Parallel & Distributed Operating Systems Group

Soup: Web application databases

Project overview

Soup is an attempt at designing a database specifically tailored for web applications, providing automatic caching, safe and effortless schema migrations, and native support for reactive use.

Soup observes that, by having developers provide the set of queries their application will make in advance, the database can be smarter about how to execute those queries. In particular, it can choose to pre-compute, and incrementally maintain, the results for queries. This allows Soup to answer those queries quickly, and essentially obviates the need for application caches.

Project components

Safe schema migrations

By smartly re-using this materialized state, Soup can also provide fast schema migrations. Since the raw data log is always kept, migrations can be undone easily, and queries using the pre-migration queries can still be satisfied.
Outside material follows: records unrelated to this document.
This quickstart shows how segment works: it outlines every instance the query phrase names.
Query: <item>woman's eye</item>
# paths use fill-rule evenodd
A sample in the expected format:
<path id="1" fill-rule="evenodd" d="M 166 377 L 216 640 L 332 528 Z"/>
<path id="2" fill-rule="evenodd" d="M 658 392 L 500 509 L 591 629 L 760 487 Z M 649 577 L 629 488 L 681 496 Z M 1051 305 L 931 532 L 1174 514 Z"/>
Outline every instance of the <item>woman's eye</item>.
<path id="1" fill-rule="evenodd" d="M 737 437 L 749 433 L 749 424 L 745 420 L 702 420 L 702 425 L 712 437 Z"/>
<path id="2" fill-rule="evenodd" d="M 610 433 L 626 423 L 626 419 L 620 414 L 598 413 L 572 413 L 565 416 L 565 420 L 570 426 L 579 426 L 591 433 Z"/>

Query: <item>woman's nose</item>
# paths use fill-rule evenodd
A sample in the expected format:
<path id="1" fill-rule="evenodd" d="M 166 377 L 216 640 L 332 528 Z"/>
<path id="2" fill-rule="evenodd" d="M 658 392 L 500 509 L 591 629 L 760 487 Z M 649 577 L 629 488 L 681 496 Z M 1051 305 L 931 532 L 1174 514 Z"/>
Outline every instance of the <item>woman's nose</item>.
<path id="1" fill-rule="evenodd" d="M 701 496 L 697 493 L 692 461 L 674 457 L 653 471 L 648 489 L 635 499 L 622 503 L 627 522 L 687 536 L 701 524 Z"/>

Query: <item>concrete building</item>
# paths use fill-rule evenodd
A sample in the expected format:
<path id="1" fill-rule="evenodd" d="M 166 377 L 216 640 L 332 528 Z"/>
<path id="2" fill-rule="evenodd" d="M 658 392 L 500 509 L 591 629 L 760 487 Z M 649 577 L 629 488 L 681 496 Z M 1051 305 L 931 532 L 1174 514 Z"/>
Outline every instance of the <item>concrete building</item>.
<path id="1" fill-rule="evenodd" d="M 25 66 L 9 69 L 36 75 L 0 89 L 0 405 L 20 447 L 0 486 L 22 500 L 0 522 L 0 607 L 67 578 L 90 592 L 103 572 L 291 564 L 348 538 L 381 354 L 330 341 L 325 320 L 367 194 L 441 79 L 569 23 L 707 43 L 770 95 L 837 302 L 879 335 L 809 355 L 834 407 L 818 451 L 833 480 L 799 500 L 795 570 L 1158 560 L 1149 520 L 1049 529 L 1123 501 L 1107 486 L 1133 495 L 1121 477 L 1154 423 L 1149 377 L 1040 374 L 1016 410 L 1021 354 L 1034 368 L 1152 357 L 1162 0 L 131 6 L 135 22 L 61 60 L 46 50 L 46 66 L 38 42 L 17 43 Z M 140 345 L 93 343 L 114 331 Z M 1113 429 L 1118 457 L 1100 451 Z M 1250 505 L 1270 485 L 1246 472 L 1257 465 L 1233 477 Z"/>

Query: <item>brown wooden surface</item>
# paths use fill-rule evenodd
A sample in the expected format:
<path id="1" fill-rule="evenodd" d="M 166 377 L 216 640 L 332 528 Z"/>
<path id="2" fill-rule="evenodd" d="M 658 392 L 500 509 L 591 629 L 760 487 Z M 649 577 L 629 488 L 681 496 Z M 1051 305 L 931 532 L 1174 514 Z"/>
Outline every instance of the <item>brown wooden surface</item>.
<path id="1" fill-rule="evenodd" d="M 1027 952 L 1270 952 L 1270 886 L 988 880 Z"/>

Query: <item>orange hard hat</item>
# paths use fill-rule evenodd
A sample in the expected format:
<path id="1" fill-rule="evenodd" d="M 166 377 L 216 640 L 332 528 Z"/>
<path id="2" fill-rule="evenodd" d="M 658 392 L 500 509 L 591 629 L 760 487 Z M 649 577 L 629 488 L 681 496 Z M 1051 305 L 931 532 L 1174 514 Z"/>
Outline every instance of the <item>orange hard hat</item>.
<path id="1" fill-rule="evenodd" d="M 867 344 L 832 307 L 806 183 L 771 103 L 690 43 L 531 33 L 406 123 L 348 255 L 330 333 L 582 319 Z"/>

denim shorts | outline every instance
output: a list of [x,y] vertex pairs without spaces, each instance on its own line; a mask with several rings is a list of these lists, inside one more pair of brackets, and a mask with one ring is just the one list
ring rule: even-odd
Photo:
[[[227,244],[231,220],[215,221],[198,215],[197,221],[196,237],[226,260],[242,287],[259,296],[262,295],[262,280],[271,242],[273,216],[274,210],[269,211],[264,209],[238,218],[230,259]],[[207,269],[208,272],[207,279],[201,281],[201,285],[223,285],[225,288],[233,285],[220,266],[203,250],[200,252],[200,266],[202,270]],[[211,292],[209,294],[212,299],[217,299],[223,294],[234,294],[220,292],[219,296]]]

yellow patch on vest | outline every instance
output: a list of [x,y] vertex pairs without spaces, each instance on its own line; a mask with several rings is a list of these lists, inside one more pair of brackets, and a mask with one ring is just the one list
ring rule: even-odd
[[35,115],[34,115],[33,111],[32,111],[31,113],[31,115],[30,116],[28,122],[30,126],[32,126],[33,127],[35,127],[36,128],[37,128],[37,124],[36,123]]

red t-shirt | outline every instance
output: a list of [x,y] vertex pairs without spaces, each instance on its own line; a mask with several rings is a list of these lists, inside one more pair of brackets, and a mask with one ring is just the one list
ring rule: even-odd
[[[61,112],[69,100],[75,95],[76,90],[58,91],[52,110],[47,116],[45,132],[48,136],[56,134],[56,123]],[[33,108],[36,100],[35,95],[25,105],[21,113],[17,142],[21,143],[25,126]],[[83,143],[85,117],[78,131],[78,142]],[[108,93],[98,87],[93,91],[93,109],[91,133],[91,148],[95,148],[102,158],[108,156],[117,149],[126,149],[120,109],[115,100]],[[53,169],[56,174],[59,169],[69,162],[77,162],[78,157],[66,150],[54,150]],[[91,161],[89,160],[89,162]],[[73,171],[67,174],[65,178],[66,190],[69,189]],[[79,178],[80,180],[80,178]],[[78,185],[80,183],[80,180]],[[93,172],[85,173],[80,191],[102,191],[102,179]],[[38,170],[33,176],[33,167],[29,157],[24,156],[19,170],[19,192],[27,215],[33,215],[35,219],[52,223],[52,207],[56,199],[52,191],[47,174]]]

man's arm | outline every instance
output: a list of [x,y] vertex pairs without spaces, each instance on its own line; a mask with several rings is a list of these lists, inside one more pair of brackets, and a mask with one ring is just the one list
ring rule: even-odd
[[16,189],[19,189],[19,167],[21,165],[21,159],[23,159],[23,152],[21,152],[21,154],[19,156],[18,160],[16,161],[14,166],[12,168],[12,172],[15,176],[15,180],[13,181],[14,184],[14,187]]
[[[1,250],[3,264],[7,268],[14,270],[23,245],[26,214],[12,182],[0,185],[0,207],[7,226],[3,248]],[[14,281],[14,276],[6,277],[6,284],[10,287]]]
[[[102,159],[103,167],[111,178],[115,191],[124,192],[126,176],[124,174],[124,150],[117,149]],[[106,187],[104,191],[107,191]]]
Furthermore, since the users only specify queries, not the underlying schema, the system can choose to internally implement the user’s queries in whatever schema it deems to be most efficient.

Streaming data model

Soup is built from the bottom-up to be a streaming data system by using data-flow. This allows web applications to observe a stream of changes to the result set of queries they are interested in, which fits well with the new reactive-style web applications inspired by Meteor.

Distribution and scaling

The data-flow computation model used in Soup enables efficient multi-core and cross-machine implementation of the application’s set of queries. By carefully analyzing the graph, Soup can make strategic choices about what operators should be placed on which computers, what state should be materialized, and how to shard and partition the data for availability and performance.